Tout ça pour ça ? En Allemagne, la sociologue et journaliste Katja Kullman, dans son livre Gerenation Ally, attribue la crise du féminisme à quatre causes. 1. Pour les jeunes, les grands combats féministes sonnent comme des souvenirs d’avant-guerre. 2. Les filles, qui partagent avec leur génération un goût marqué pour l’individualisme, ne se reconnaissent pas dans un groupe et encore moins dans un groupe à problèmes. 3. D’ailleurs, elles aiment les hommes. Elles éprouvent de la compassion pour des compagnons qui ont plus de difficultés qu’elles à terminer des études. Mais, comme elles n’ont plus vraiment besoin d’eux pour leur subsistance, elles se montrent plus exigeantes dans leurs choix amoureux. Les spécialistes du marketing parlent du phénomène  » Ally McBeal « , du nom de cette avocate mise en scène dans une série télévisée, ou de la  » SISL-generation  » : S ingle Income, Seeking Love. 4. Car, dernière raison, les féministes n’ont pas résolu le problème de la maternité. Quand l’enfant paraît, beaucoup de femmes cessent de travailler ou passent à temps partiel, notamment parce qu’elles sont déçues par la froideur du monde professionnel. D’autres, qui ont hérité de leurs aînées le désir d’épanouissement personnel, restent professionnellement actives, mais entament une « grève silencieuse », celle de la maternité. Résultat : à 20 ans, les filles étudient en pensant qu’à 30 ans elles auront un chouette job, un homme et des enfants. Mais, à 30 ans, plus d’une a été déçue dans son travail, a rompu avec son compagnon et se demande si elle aura un jour un enfant.
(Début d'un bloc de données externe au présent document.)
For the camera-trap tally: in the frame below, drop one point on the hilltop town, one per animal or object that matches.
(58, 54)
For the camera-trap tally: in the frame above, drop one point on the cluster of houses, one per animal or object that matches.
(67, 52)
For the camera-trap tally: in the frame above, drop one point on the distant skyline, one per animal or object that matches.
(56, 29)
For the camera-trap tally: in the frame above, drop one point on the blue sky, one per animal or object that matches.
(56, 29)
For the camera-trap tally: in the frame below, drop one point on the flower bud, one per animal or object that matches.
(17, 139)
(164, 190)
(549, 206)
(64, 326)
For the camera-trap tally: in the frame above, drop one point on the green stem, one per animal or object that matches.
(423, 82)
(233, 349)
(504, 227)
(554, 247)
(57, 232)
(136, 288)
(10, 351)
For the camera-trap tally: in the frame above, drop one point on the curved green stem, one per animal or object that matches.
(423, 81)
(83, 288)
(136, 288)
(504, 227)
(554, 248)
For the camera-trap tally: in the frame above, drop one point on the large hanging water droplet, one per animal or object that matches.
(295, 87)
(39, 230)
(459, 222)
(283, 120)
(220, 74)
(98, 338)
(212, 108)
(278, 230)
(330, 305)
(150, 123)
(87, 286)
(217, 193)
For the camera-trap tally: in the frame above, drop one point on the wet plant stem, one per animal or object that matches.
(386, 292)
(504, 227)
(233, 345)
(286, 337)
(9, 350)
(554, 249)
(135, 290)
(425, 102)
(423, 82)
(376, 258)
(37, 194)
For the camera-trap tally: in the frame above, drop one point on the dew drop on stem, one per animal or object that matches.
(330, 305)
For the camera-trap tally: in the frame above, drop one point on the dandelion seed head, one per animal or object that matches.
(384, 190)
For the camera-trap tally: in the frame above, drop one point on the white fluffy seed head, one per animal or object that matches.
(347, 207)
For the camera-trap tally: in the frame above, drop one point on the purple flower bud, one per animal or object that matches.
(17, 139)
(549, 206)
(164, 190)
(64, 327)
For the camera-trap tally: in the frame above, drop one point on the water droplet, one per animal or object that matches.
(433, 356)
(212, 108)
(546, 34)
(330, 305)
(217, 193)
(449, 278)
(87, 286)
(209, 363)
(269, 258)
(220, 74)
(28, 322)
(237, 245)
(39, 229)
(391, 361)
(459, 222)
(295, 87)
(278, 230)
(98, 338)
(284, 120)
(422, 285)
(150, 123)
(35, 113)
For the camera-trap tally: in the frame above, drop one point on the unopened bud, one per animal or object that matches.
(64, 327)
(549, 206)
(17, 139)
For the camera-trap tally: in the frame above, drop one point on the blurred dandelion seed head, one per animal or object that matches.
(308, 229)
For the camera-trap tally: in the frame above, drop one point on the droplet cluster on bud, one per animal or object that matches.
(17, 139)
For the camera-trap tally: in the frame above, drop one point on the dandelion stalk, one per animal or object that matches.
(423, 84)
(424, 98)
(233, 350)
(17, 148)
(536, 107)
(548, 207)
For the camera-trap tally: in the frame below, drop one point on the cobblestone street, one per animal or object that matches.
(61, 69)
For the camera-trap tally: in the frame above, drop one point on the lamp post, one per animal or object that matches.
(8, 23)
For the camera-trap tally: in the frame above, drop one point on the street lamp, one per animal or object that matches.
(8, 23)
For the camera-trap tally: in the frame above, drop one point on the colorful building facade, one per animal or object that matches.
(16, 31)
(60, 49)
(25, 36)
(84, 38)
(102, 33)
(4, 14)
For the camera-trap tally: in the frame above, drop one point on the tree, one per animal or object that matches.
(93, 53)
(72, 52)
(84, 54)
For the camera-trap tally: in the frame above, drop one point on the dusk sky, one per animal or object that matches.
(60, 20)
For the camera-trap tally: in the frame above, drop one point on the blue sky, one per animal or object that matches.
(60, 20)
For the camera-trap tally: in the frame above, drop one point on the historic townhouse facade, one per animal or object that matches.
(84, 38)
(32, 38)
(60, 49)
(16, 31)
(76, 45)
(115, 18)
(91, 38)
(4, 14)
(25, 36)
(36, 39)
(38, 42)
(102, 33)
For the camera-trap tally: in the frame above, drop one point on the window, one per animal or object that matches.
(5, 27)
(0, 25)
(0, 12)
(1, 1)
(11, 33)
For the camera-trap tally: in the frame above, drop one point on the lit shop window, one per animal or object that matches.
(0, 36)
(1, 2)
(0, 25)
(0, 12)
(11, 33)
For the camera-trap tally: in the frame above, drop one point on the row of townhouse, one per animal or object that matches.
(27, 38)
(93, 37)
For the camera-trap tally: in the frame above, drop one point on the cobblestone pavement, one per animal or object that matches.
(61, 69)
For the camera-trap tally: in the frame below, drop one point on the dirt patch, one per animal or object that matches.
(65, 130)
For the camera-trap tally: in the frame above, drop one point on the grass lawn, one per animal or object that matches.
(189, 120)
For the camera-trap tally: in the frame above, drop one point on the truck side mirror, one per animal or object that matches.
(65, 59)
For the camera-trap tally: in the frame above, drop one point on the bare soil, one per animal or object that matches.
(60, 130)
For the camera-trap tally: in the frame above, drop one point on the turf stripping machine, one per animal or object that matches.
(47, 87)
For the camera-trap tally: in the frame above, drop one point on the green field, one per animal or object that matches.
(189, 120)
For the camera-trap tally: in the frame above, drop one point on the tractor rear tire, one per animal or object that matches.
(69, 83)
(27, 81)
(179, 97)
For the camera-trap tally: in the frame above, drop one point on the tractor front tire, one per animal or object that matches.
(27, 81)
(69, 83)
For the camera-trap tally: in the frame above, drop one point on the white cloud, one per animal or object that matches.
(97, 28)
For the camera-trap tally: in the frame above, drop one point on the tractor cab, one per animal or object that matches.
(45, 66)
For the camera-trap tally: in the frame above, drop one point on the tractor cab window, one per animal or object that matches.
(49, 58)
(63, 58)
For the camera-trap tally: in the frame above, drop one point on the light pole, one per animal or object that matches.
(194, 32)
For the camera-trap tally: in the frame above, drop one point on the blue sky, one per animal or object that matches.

De là à dire que le féminisme a fait Fausse route (Odile Jacob)… C’est pourtant ce qu’Elisabeth Badinter a affirmé dans un livre paru l’an dernier. Selon la philosophe française, les femmes ne parleraient plus que de  » rentrer à la maison « , d’instinct maternel et d’allaitement. L’auteure dénonce en outre le long combat pour la parité sur les listes électorales et dans les assemblées politiques : il aurait fait des candidates une espèce à protéger à grand renfort de quotas. Elle accuse enfin les féministes de noircir le tableau en matière de violences conjugales ; bref, de jouer les victimes afin de gagner l’opinion à leur cause, mais au risque de déclencher une guerre des sexes.

Attaquées de toutes parts, y compris par les femmes, les héritières des suffragettes seraient-elles en train de vivre leurs dernières heures ? Nadine Plateau, présidente de Sophia, le réseau bilingue de coordination des études féministes en Belgique, en a entendu d’autres :  » Les médias annoncent la mort du féminisme depuis la fin des années 1980.  » Nostalgie de l’âge d’or ?  » Les gens restent fascinés par le néoféminisme très festif des années 1970, qui s’est inscrit dans la foulée de Mai 68 « , pense Eliane Gubin, historienne à l’ULB. Les femmes et les hommes sont alors descendus dans la rue pour réclamer la dépénalisation de l’avortement.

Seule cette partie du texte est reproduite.